- Poster
- Directed by: Kiruba Shankar
- Screenplay by: Kadalur Purushothaman
- Story by: Kannadasan
- Produced by: Pollachi Haneefa
- Starring: Sivakumar; Jai Ganesh; Fatafat Jayalaxmi; Suma;
- Cinematography: N. A. Thara
- Edited by: Kiruba Shankar
- Music by: Shankar Ganesh
- Production company: Arumugam Enterprises
- Release date: 18 August 1978;
- Country: India
- Language: Tamil

= Adhaivida Ragasiyam =

Adhaivida Ragasiyam is a 1978 Indian Tamil-language film directed and edited by Kiruba Shankar.
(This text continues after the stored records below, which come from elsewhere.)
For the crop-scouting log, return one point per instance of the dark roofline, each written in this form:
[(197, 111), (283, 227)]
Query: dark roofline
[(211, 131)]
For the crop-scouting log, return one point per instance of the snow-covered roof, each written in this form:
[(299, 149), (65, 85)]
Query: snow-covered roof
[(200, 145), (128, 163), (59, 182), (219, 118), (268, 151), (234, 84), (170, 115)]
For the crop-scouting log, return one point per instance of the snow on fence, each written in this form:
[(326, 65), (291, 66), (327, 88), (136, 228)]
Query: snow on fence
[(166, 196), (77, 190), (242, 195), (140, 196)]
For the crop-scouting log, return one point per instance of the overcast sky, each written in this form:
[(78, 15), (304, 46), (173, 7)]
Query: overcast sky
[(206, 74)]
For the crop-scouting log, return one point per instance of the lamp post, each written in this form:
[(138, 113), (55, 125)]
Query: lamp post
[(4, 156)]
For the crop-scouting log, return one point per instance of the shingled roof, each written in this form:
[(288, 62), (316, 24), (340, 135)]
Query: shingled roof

The film stars Sivakumar, Jai Ganesh, Fatafat Jayalaxmi and Suma. It was released on 18 August 1978.

== Production ==
The film was produced by the son of Sivakumar's uncle Aarumuga Gounder. Sivakumar, who is a skilled painter, also portrayed one in the film.

== Soundtrack ==
The music was composed by Shankar Ganesh, with lyrics by Kannadasan.

Track listing
| No. | Title | Singer(s) | Length |
|---|---|---|---|
| 1. | "Sengarumbu" | Malaysia Vasudevan, S. Janaki |  |
| 2. | "Hare Gopala" | P. Susheela |  |
| 3. | "Mudhalil Vandhaval" | P. Susheela, Vani Jairam |  |
| 4. | "Enthakkadai Selai" | P. Susheela, Chorus |  |

== Reception ==
P. S. S. of Kalki wrote story, problems, struggle and acting are the elements makes us to watch the film while praising the acting of lead pair, direction and cinematography but panned Surulirajan's comedy.